The Company determined that the option exercise fee associated with Pfizer’s option to acquire exclusive commercialization and development rights to relugolix in oncology outside the Co-Promotion Territory, excluding certain Asian countries, did not give rise to a material right since the option fee, coupled with the net royalty payments, reflected its standalone selling price. As such, no separate accounting was required with respect to the option at contract inception. Pfizer notified the Company on October 22, 2021, of its decision to decline this option.
(C) Contract Balances
The following table presents changes in the Company’s contract liabilities during the nine months ended December 31, 2021 (in thousands):
Balance at March 31, 2021
AdditionsImputed InterestDeductions
Balance at
December 31, 2021
Contract liabilities:
Deferred revenue (1)
$497,933 $100,000 $— $(96,520)$501,413 
Cost share advance from Pfizer (2)
$121,862 $— $1,818 $(68,654)$55,026 

(1) Includes $100.6 million and $400.8 million presented as current and non-current, respectively, on the unaudited condensed consolidated balance sheet as of December 31, 2021. Includes $100.6 million and $397.4 million presented as current and non-current, respectively, on the unaudited condensed consolidated balance sheet as of March 31, 2021.

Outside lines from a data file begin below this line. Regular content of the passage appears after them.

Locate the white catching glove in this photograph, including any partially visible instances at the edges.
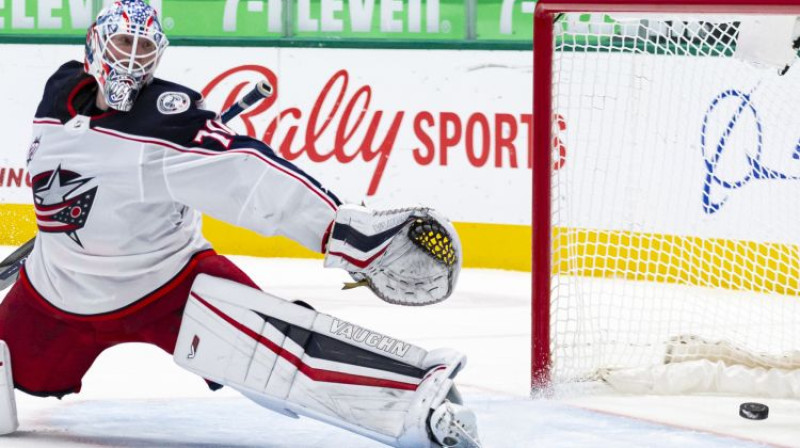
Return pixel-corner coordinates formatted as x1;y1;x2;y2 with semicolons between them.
323;204;462;306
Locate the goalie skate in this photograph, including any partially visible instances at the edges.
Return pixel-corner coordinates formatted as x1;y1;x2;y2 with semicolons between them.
429;400;481;448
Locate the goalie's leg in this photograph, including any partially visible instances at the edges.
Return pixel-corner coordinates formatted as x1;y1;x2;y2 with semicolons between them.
0;341;18;435
173;274;481;448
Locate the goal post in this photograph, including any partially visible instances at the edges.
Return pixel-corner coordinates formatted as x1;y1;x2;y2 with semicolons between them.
533;0;800;395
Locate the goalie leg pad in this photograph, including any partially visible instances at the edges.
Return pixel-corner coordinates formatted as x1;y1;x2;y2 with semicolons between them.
174;274;469;447
0;340;19;435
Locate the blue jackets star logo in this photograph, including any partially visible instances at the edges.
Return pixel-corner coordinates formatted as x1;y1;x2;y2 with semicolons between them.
32;165;98;247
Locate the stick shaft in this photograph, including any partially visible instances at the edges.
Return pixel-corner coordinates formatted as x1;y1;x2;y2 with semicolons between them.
219;79;273;124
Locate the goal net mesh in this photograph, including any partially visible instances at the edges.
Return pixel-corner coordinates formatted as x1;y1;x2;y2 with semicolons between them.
549;12;800;389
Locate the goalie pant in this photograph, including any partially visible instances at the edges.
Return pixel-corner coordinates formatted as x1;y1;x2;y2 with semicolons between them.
174;274;466;448
0;250;255;396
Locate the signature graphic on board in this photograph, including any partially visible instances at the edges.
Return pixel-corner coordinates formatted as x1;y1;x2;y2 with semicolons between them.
701;89;800;214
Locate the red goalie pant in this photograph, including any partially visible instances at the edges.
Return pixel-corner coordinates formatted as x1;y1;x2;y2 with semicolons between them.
0;250;259;398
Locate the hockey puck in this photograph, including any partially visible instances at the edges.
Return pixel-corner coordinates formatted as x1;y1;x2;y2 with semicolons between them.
739;402;769;420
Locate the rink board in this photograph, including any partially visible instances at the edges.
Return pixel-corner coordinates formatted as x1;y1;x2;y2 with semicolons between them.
1;45;799;279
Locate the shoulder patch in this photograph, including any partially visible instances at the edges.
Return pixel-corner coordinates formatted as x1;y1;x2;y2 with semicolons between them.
157;91;191;115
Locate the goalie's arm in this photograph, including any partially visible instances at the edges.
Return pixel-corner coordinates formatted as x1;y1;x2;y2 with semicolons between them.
159;130;340;253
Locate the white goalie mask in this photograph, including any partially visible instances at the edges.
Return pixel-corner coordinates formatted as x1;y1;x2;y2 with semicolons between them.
84;0;169;112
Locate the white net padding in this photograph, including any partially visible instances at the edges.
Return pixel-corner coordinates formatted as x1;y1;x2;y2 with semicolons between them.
549;12;800;395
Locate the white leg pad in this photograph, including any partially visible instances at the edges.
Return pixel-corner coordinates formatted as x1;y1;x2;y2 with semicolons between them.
174;274;468;447
0;340;19;435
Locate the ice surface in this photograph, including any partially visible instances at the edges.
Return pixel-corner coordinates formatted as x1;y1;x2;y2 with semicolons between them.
0;249;795;447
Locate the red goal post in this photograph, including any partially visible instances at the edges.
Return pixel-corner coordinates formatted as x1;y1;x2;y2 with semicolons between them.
533;0;800;392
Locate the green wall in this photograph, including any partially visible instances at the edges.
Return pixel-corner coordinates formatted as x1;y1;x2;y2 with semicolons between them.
0;0;535;49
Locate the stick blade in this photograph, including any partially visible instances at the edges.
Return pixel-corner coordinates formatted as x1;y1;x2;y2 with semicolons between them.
0;238;35;291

(2) Includes $55.0 million presented as current on the unaudited condensed consolidated balance sheet as of December 31, 2021. Includes $92.4 million and $29.4 million presented as current and non-current, respectively, on the unaudited condensed consolidated balance sheet as of March 31, 2021.
During the nine months ended December 31, 2021, deferred revenue increased by $3.5 million. The net increase was the result of a $100.0 million regulatory milestone from Pfizer that was triggered upon the FDA approval of MYFEMBREE for the management of heavy menstrual bleeding associated with uterine fibroids on May 26, 2021. The increase in deferred revenue was partially offset by the recognition of $79.8 million of Pfizer collaboration revenue and $16.7 million of Richter license and milestone revenue.
During the nine months ended December 31, 2021, cost share advance from Pfizer decreased by $66.9 million. The decrease was the net result of the application of shared Allowable Expenses incurred by the Company and 50% of reimbursement of Allowable Expenses incurred by Pfizer of $68.7 million (consisting of $23.5 million and $45.2 million in reductions to R&D expenses and SG&A expenses, respectively), partially offset by accretion of the implied financing component of $1.8 million.